Decidimos cortar o cabelo quase todo e agora vem quase todas a as semanas para
eu ver o estado do cabelo. Está a crescer natural e parece que está a gostar”,
refere. Maria das Dores lembra que “um cabelo natural é um cabelo com vida e
muita saúde. È pena que
nem todos tenham a noção que os químicos para alisar o cabelo estragam as
propriedades e acabam até por danificaras belas afros”. Para responder a esta tendência, esta profissional
adaptou os seus serviços de cabeleireira para ambos os públicos, tanto para
quem usa o cabelo natural como para quem continua a usar químicos, mas frisa
que “é notável a preocupação por parte das clientes que estão em fase de
transição”.
Cabelo ou coroa
Mónica Santos revela que
foi alvo de alguns comentários depreciativos, desde que optou por não alisar o
cabelo. “Olha aquele cabelo! Agora, cada vez mais, veem-se
cabelos assim”, exemplifica. Ignora todos os que apontam o dedo e sublinha que nunca
sentiu vergonha do seu cabelo. “Esta é a minha escolha, estou consciente das
limitações e aceito correr o risco”, defende.
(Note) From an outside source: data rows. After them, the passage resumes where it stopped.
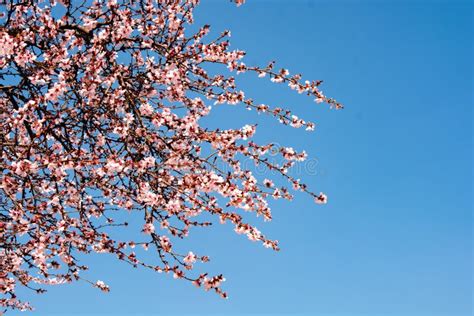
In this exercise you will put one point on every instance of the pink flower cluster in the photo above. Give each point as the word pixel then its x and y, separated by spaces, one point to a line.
pixel 101 108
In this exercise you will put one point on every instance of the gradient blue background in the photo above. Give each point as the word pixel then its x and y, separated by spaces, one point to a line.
pixel 396 236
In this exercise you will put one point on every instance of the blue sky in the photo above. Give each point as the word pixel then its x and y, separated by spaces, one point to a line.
pixel 396 163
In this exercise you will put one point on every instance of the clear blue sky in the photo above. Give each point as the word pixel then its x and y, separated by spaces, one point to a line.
pixel 396 236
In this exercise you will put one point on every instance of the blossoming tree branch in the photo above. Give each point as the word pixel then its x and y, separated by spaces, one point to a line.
pixel 100 108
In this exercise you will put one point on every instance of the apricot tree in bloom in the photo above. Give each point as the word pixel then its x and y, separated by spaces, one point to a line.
pixel 100 114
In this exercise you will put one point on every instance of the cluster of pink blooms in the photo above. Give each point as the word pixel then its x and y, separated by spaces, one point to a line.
pixel 100 103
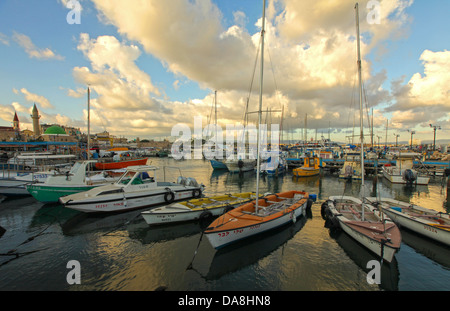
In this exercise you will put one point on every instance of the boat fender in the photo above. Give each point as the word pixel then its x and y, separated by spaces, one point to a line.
pixel 227 209
pixel 309 204
pixel 197 193
pixel 169 197
pixel 323 210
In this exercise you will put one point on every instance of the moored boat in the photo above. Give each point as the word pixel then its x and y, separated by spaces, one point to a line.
pixel 427 222
pixel 75 181
pixel 247 220
pixel 403 172
pixel 364 223
pixel 136 188
pixel 311 167
pixel 195 209
pixel 114 165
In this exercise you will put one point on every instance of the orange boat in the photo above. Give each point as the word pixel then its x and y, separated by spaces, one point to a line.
pixel 247 220
pixel 119 164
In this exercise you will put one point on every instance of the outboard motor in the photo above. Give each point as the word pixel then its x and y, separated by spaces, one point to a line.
pixel 409 176
pixel 181 180
pixel 191 182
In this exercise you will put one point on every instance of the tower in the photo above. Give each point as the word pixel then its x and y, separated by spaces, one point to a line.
pixel 35 116
pixel 16 126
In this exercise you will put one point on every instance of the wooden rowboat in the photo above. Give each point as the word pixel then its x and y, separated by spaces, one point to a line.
pixel 274 210
pixel 427 222
pixel 196 209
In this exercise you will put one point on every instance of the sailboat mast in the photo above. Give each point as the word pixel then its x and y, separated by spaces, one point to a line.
pixel 89 124
pixel 260 104
pixel 360 105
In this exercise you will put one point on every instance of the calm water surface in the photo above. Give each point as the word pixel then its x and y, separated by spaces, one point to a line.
pixel 121 252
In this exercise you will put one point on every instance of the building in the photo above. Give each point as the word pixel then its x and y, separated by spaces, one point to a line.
pixel 35 116
pixel 9 133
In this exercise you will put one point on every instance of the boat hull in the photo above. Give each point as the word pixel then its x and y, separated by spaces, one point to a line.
pixel 364 233
pixel 218 165
pixel 128 201
pixel 119 164
pixel 419 225
pixel 179 212
pixel 304 172
pixel 11 187
pixel 49 194
pixel 246 226
pixel 397 178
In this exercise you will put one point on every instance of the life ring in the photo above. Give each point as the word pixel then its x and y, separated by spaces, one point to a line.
pixel 197 193
pixel 169 197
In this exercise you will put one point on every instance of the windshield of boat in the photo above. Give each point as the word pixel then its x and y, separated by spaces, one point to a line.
pixel 135 178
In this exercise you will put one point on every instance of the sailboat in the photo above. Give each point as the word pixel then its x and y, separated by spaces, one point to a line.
pixel 360 220
pixel 264 213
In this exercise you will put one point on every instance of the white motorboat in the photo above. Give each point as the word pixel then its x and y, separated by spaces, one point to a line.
pixel 364 223
pixel 80 178
pixel 427 222
pixel 136 188
pixel 403 172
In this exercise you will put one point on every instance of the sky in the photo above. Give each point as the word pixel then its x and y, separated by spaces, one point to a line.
pixel 152 64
Há quem também considere que o cabelo
crespo é uma espécie de “coroa”. Aires D´Alva é um deles. Nem nas ocasiões
especiais, como um casamento ou outra cerimónia, o jovem de 23 anos admite a
possibilidade de alisar o cabelo. No entanto, nem sempre pensou desta maneira. Influenciado
por comentários jocosos dirigidos ao seu cabelo, decidiu desfrisá-lo, mas
arrependeu-se em segundos: “Já me senti
ridículo com o cabelo. Foi quando desfrisei. Jurei por nunca mais o fazer. Tive
que cortar e deixar crescer de novo.” Agora, diz, “vejo a afro como uma coroa.
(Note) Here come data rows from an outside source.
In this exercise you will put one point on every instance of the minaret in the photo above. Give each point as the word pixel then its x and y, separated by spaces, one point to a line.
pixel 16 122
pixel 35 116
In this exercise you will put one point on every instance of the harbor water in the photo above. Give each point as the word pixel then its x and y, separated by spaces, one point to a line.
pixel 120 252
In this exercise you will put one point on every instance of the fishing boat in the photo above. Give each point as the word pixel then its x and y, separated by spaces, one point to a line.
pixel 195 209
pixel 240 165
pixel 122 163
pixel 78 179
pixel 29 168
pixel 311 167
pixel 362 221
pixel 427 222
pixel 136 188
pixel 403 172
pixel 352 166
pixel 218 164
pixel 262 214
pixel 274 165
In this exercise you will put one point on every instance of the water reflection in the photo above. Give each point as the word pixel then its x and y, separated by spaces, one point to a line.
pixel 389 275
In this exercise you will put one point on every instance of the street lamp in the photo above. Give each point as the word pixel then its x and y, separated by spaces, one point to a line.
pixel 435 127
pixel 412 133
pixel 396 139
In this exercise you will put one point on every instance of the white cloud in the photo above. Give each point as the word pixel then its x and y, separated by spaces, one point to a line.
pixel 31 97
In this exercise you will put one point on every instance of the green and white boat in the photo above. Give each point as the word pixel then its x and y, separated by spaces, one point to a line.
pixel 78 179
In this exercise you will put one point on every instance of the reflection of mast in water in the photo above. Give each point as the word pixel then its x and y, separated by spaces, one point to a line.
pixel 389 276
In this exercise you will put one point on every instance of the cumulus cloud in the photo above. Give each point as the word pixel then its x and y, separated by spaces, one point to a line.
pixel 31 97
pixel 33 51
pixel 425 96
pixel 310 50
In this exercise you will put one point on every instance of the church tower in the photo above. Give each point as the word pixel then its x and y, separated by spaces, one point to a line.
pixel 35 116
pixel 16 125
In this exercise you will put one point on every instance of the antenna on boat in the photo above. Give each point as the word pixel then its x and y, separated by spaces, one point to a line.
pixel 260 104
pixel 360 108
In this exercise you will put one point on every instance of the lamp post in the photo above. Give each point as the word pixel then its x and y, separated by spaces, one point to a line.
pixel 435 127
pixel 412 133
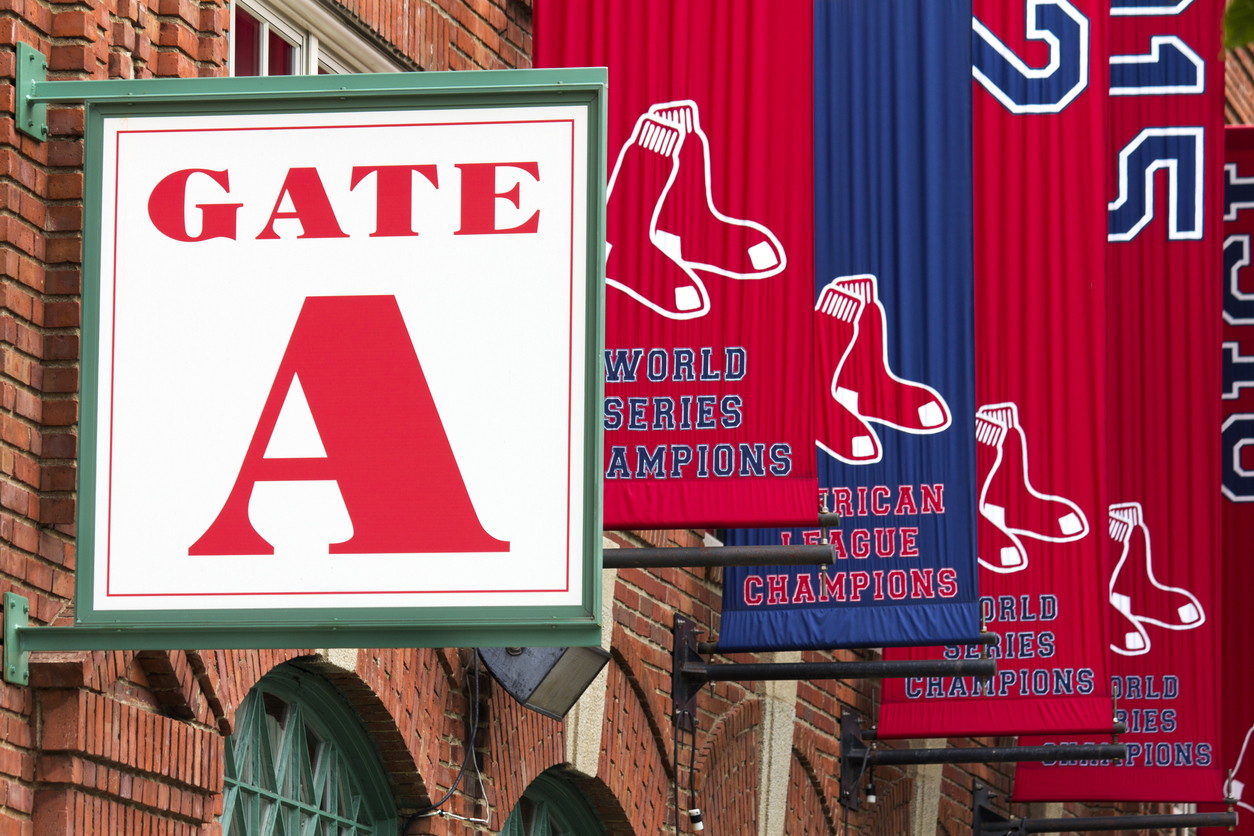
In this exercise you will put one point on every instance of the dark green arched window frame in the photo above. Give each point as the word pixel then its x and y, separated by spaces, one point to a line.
pixel 553 806
pixel 300 763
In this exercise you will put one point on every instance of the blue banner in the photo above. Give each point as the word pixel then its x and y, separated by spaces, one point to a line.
pixel 894 344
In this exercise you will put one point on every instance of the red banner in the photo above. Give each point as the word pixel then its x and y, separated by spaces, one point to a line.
pixel 710 273
pixel 1237 474
pixel 1161 580
pixel 1040 381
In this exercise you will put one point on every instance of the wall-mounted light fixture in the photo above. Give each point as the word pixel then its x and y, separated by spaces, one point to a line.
pixel 548 679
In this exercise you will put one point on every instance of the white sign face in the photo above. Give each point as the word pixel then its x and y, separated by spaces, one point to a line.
pixel 341 360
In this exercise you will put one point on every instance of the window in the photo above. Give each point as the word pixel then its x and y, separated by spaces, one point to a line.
pixel 553 806
pixel 300 763
pixel 299 38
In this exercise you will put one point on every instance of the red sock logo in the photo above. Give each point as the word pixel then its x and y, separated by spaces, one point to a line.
pixel 384 441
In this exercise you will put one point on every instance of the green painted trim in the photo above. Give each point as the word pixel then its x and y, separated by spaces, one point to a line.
pixel 16 663
pixel 344 627
pixel 30 68
pixel 302 628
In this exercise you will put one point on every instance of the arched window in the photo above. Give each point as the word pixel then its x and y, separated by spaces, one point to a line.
pixel 553 806
pixel 300 762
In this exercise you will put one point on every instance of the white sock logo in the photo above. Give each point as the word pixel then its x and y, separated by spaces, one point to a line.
pixel 1136 594
pixel 1010 506
pixel 857 382
pixel 663 172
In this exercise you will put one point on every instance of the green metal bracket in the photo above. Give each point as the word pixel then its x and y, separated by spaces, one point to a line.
pixel 31 115
pixel 16 616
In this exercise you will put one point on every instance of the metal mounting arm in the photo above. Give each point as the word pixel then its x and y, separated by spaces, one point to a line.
pixel 857 755
pixel 986 822
pixel 690 672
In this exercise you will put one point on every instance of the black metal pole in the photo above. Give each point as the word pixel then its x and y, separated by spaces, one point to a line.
pixel 996 755
pixel 722 555
pixel 1111 822
pixel 769 671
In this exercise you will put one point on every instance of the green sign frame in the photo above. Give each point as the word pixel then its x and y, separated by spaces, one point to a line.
pixel 319 627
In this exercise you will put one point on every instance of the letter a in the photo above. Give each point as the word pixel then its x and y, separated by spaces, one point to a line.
pixel 384 440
Da mesma forma que um rei pode usar a coroa, Aires
D´Alva usa o seu cabelo”.
Erica Evelin Barros tem 32 anos e
lembra que começou a alisar o cabelo aos sete anos. Na altura, a responsável pela
sua rotina capilar era a mãe. “Estava cansada de me
esconder atrás de químicos que faziam mal ao cabelo e à autoestima. Sentia-me
refém do meu cabelo. Estive em busca do liso perfeito por tantos anos”, admite.
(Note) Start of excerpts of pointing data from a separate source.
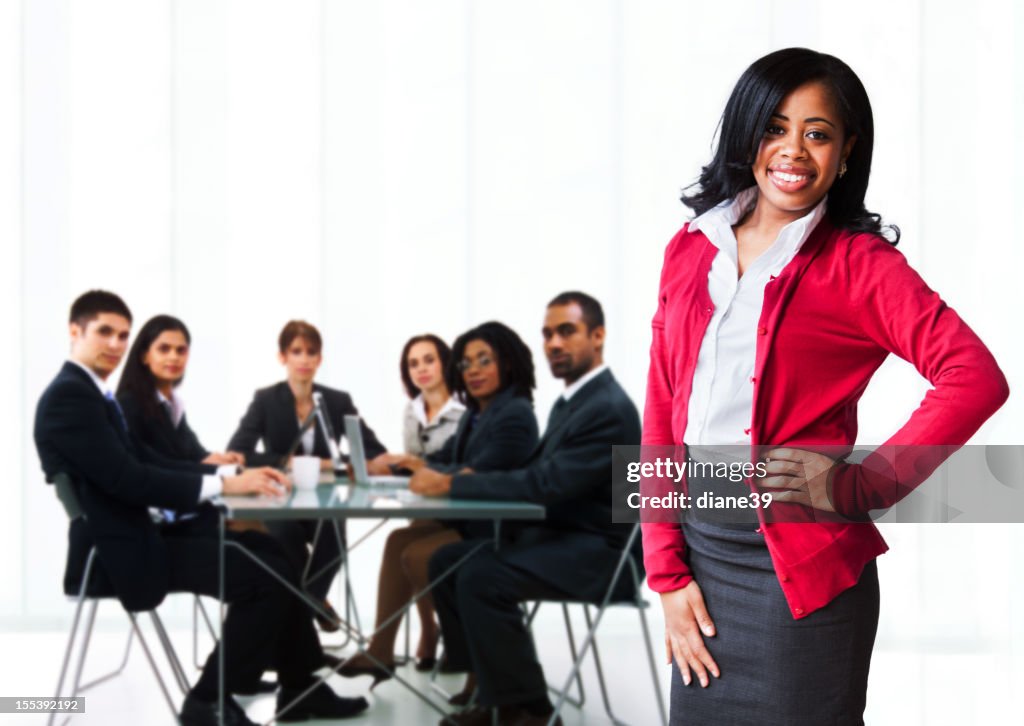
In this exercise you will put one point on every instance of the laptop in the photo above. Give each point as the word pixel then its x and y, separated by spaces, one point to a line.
pixel 357 457
pixel 338 465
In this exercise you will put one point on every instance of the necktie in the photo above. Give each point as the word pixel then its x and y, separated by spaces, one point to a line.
pixel 558 411
pixel 117 407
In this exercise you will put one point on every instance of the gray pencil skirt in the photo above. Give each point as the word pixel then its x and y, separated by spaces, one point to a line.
pixel 774 670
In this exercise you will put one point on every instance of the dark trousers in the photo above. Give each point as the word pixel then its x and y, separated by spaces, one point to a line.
pixel 297 536
pixel 483 627
pixel 266 626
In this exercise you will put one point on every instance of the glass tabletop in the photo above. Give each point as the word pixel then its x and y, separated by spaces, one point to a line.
pixel 344 500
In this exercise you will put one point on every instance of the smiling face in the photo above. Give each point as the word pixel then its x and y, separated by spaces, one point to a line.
pixel 801 153
pixel 167 357
pixel 424 366
pixel 479 372
pixel 301 360
pixel 101 343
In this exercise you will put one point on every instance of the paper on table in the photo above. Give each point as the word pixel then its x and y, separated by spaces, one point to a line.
pixel 386 503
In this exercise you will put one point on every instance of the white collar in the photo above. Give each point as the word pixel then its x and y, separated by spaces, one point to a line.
pixel 100 383
pixel 715 221
pixel 570 390
pixel 420 409
pixel 176 403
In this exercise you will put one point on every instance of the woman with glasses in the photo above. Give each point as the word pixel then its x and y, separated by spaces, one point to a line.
pixel 493 372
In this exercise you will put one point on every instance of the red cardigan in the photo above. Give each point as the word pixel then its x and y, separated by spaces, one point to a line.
pixel 828 321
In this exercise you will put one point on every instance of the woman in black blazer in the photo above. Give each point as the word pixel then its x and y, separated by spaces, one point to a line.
pixel 273 418
pixel 147 394
pixel 493 370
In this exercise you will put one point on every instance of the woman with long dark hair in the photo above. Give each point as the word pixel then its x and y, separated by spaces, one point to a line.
pixel 492 370
pixel 431 418
pixel 147 393
pixel 777 303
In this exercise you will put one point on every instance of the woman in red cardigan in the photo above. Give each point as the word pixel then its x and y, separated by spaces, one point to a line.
pixel 777 303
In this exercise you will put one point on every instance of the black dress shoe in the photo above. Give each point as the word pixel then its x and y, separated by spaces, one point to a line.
pixel 257 688
pixel 332 622
pixel 331 662
pixel 321 703
pixel 354 668
pixel 426 665
pixel 203 713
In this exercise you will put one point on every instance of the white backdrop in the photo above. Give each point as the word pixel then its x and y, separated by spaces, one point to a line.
pixel 389 168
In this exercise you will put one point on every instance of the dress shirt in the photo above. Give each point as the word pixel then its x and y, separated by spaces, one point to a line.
pixel 174 404
pixel 571 389
pixel 722 400
pixel 308 438
pixel 213 484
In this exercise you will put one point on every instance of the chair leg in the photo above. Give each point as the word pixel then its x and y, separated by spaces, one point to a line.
pixel 654 675
pixel 172 656
pixel 600 671
pixel 117 672
pixel 68 651
pixel 153 666
pixel 200 609
pixel 577 658
pixel 86 637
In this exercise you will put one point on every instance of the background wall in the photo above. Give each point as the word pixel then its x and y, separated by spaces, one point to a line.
pixel 387 168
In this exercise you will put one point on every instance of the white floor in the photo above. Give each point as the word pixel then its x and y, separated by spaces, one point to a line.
pixel 909 687
pixel 967 672
pixel 31 663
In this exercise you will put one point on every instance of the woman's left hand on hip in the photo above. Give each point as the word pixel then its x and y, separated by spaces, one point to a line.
pixel 799 476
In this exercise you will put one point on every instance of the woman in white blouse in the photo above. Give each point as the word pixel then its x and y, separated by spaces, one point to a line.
pixel 431 415
pixel 431 418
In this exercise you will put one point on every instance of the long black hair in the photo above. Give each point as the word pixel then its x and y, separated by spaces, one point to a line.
pixel 756 96
pixel 515 363
pixel 443 354
pixel 137 380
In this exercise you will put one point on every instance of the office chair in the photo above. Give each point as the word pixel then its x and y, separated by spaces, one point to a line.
pixel 66 493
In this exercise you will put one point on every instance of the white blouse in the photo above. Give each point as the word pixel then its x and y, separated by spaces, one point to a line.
pixel 722 398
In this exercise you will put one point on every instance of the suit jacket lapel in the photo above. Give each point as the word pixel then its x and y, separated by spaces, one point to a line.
pixel 562 413
pixel 113 415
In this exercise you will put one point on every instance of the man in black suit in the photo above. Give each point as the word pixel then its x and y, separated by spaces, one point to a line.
pixel 570 555
pixel 81 431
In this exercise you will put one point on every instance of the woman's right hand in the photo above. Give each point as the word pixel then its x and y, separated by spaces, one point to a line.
pixel 685 620
pixel 410 462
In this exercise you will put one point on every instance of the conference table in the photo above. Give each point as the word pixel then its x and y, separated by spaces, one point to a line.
pixel 340 500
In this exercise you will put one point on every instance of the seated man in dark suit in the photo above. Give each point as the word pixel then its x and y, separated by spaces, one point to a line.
pixel 81 431
pixel 570 555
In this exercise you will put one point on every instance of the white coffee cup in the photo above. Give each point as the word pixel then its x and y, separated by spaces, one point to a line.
pixel 305 472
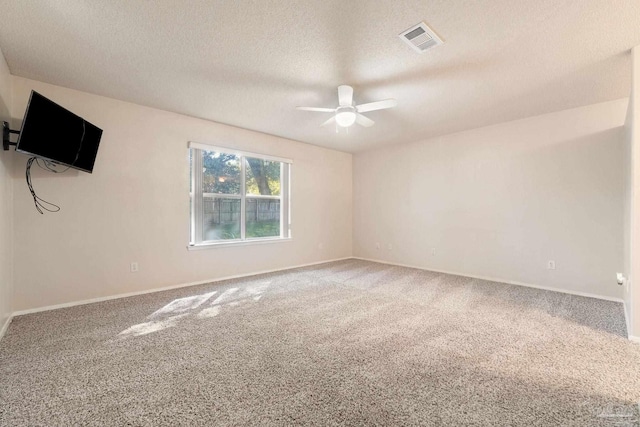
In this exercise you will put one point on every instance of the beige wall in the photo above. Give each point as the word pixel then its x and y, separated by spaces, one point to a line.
pixel 632 200
pixel 6 206
pixel 501 201
pixel 135 206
Viveu muitos anos a sofrer e a odiar o cabelo. Recorda- se bem de estar
ajoelhada a pedir a Deus que mudasse o seu cabelo para que os colegas deixassem
de gozar com ela. “Deus não mudou o meu cabelo, mas fez-me perceber que sou uma
mulher bela. Hoje, vejo no espelho o reflexo do meu orgulho, com cabelos
crespos e com uma autoestima muito bem resolvida.” Agora, continua Erika Evelin
Barros, “quando fazem algum comentário, estou blindada. Já não me magoa. Sei
que a sociedade está incomodada. Acho que sentem que o que antes era feio,
agora está a ter muita força. Por isso, digo sempre que o meu cabelo não é
moda. Ele veio para ficar”.
Assunto nas redes sociais
Nos blogues e nas redes
sociais, percebe-se que tanto homens como mulheres procuram e estão a optar por
deixar de fazer alisamentos. Existem vários sites
que incentivam o uso do cabelo natural e dão várias dicas para cuidados da
“coroa”, como muitos a designam. Nas redes sociais, cada vez mais existem grupos
organizados por quem nunca negou a sua identidade racial, embora anteriormente tenham
aderido aos alisamentos, por considerarem que seria a melhor forma para se
adaptar à sociedade. We love Carapinha é uma comunidade que
ensina manejar os cabelos crespos e o principal lema é: “Amem os vossos
cabelos.” Outras pessoas fazem parte
destes grupos por uma questão de estética ou gosto, não estando relacionado com
a afirmação individual nem com a sua identidade racial. No YouTube, há vários vídeos
em que maioritariamente mulheres falam sobre os seus cabelos naturais,
mostrando ao mundo inteiro os cuidados de beleza a adotar para preservar a
saúde capilar. Os comentários presentes nas redes sociais evidenciam que estas
pessoas usam o seu cabelo como sinal de orgulho das suas raízes e também como
afirmação individual. Erika Evelin Barros refere-se ao seu cabelo como um
bastião de identidade. “Estou a adorar ver tudo de incrível que está a
acontecer no Brasil e em outros países. O despertar de milhares de pessoas a
assumir os seus cabelos naturais. Não vejo isto como a moda que vem por uma
estação e logo desaparece é algo bem mais profundo que isso”, conclui.